Under these wartime pressures, New York’s economy was transformed, and the city emerged as a newly ascendant global cultural capital. As a major port city, New York faced the very real threat of attack, a story Wallace tells with the suspense of a thriller. Maritime defenses expanded dramatically, and the city, as the largest manufacturing center in the nation, went into high gear for wartime production and maritime transportation. Wall Street rallied. Women entered industrial labor in the mold of “Rosie the Riveter” and radically altered gender dynamics and household economies. The economic development unfolded alongside seismic cultural changes. New York City became the primary beneficiary of an unprecedented transfer of intellectual and cultural capital as Jewish refugee scholars, artists, and intellectuals arrived in large numbers, fleeing persecution and the devastation of the war. Universities collaborated more closely with industry and government research. Technological industries expanded. Radio and broadcasting transformed political communication and popular culture, and new forms of entertainment—from comic books to Latin jazz and bebop—flourished. Frank Sinatra, Dr. Seuss, Captain America, and the musical “Oklahoma!” all find their way into Wallace’s eclectic tale of New York’s emergence as a cultural center of the world.

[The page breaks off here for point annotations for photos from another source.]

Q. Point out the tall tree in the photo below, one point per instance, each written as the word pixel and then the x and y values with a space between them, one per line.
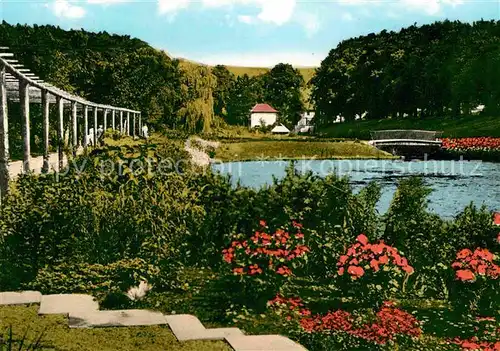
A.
pixel 282 89
pixel 246 92
pixel 225 81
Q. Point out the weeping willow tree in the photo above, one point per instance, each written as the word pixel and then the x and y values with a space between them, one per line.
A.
pixel 197 86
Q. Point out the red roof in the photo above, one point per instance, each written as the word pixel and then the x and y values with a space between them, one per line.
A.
pixel 263 108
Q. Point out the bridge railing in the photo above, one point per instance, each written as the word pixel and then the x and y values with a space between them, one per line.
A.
pixel 405 134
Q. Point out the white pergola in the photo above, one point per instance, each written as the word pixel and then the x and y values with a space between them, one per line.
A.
pixel 18 84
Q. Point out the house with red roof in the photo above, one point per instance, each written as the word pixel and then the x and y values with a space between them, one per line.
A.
pixel 263 114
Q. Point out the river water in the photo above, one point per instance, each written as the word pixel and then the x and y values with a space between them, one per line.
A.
pixel 455 184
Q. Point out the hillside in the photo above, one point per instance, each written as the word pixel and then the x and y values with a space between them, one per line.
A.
pixel 307 72
pixel 461 127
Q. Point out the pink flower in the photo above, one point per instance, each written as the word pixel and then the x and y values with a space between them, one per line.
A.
pixel 362 239
pixel 465 275
pixel 496 218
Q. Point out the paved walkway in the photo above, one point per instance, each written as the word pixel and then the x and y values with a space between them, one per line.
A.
pixel 83 312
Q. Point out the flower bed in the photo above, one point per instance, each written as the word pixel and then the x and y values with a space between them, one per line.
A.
pixel 482 148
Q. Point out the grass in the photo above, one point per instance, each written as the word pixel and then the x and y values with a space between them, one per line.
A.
pixel 471 126
pixel 59 337
pixel 283 150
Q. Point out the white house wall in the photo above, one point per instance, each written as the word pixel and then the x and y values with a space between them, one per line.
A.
pixel 268 118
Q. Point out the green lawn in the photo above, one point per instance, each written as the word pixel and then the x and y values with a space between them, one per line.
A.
pixel 58 336
pixel 282 150
pixel 473 126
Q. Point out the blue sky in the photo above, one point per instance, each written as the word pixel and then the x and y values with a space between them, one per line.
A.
pixel 245 32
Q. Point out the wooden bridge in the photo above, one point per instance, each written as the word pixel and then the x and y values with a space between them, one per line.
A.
pixel 18 84
pixel 408 143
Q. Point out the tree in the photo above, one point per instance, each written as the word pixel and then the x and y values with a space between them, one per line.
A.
pixel 245 93
pixel 225 82
pixel 282 89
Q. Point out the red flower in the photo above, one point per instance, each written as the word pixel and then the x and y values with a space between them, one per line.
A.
pixel 362 239
pixel 465 275
pixel 356 271
pixel 464 253
pixel 238 270
pixel 408 269
pixel 496 218
pixel 296 225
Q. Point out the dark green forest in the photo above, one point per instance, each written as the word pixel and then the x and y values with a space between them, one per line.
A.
pixel 437 70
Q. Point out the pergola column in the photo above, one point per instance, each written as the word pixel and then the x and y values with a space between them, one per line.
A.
pixel 128 123
pixel 24 100
pixel 133 125
pixel 85 127
pixel 75 127
pixel 95 126
pixel 4 136
pixel 60 131
pixel 45 117
pixel 122 129
pixel 140 125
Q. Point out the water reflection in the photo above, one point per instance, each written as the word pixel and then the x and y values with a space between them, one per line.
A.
pixel 455 184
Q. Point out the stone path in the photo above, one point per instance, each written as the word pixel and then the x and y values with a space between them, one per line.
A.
pixel 83 312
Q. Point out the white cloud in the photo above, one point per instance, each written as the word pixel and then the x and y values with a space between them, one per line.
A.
pixel 246 19
pixel 106 2
pixel 65 8
pixel 429 7
pixel 277 12
pixel 348 17
pixel 260 59
pixel 310 21
pixel 171 6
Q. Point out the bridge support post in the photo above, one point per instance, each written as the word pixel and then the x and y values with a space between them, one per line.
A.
pixel 60 132
pixel 45 117
pixel 4 136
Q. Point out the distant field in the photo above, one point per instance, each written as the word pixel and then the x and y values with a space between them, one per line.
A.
pixel 473 126
pixel 307 72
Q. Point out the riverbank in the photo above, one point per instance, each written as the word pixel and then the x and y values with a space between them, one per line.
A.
pixel 293 150
pixel 460 127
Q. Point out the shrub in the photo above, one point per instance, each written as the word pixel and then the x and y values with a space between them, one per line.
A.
pixel 387 324
pixel 372 273
pixel 262 262
pixel 94 279
pixel 475 288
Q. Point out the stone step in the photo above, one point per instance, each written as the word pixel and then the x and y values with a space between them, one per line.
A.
pixel 67 304
pixel 187 328
pixel 20 298
pixel 263 343
pixel 120 318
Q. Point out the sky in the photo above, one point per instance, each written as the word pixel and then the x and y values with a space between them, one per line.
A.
pixel 258 33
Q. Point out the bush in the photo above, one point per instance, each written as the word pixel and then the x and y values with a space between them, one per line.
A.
pixel 475 287
pixel 372 273
pixel 95 279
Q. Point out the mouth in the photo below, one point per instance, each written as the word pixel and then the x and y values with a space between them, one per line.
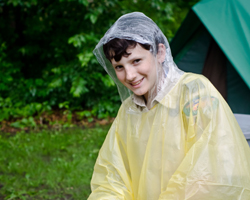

His account also reminds us of alternate futures that were not to come. Debates raged over the continuation of New Deal governmental policies versus free market-driven economics. The repression of radicalism revealed the limits of U.S. liberalism. The horrors of the Holocaust, as they became known, precipitated a drastic political shift as U.S. Jews who had long and largely been opposed or indifferent to Zionism turned, within a few years, toward near-universal support, merging Jewish identity and Zionism in ways that make it now politically fraught to parse.
Although Wallace’s account ends in 1945, the book feels urgent and timely, and not only because New York has just elected a Democratic Socialist mayor who models himself after Fiorello LaGuardia. Social inequities and racial segregation continue to shape the city; its most prestigious college campuses are now gated and accessible only through policed checkpoints; academic freedom is under attack; antisemitism is on the rise; the question of Palestine looms large; and a New-York-born president with unchecked dictatorial tendencies embraces an America First rhetoric even as he embroils the nation in overseas wars that threaten the postwar global liberal order. Will effective coalitions emerge once again in Gotham and elsewhere to keep lit the lamp of liberty? Readers may well feel that the coda to Gotham at War is being written in our midst.
Cristina Pérez Jiménez is an associate professor in the English, World Languages and Literatures Department at Manhattan University. Her newest book Here to Stay: The Making of Latinx New York is forthcoming with Duke University Press.